Doctor of Philosophy (PhD)

First Advisor

John Howe


The purpose of this dissertation is to reexamine the dividend information hypothesis and to provide additional evidence on the nature of the information revealed by dividend initiations. Evidence on (1) announcing firms' stock price reactions, (2) analyst earnings forecast revisions for announcing firms, (3) rivals' stock price reactions, and (4) analyst earnings forecast revisions for rivals will be presented. On average, the stock market reacts positively to the announcement of dividend initiations and the degree of this reaction can be significantly explained by three information proxies: dividend yield, firm size, and trading volume. Moreover, I find that dividend initiation announcement month earnings forecasts by analysts are systematically revised upward for a sample of dividend initiating firms on the I/B/E/S tape. These results are consistent with the hypothesis that a dividend initiation announcement conveys favorable information about the announcing firm's earnings prospects. However, this information may not be entirely firm-specific. It may have an industry component and therefore have a contagion (positive) effect on other firms in the industry. On the other hand, the information may imply that rivals face an unexpectedly competitive and prosperous firm. In this scenario, the dividend initiation will affect rivals negatively. The second part of this dissertation examines the external nature of the information revealed by dividend initiations.
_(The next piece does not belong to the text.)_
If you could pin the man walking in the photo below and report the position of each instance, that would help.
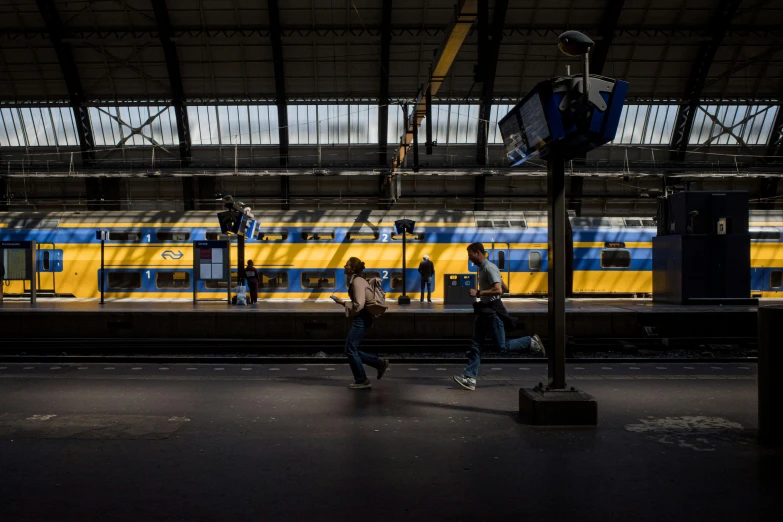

I analyze earnings forecast revisions and stock price reactions for industry rivals upon the announcement of dividend initiation. The evidence shows no stock price reactions for rivals. I also observe no significant analyst forecast revisions for rivals during the announcement month. This finding supports the hypothesis that dividend initiations reveal firm-specific information only. Cross-sectional analyses of rivals' stock price reactions and rivals' earnings forecast revisions indicate that they are not sensitive to bull/bear market conditions or growing/declining business cycles at the announcement.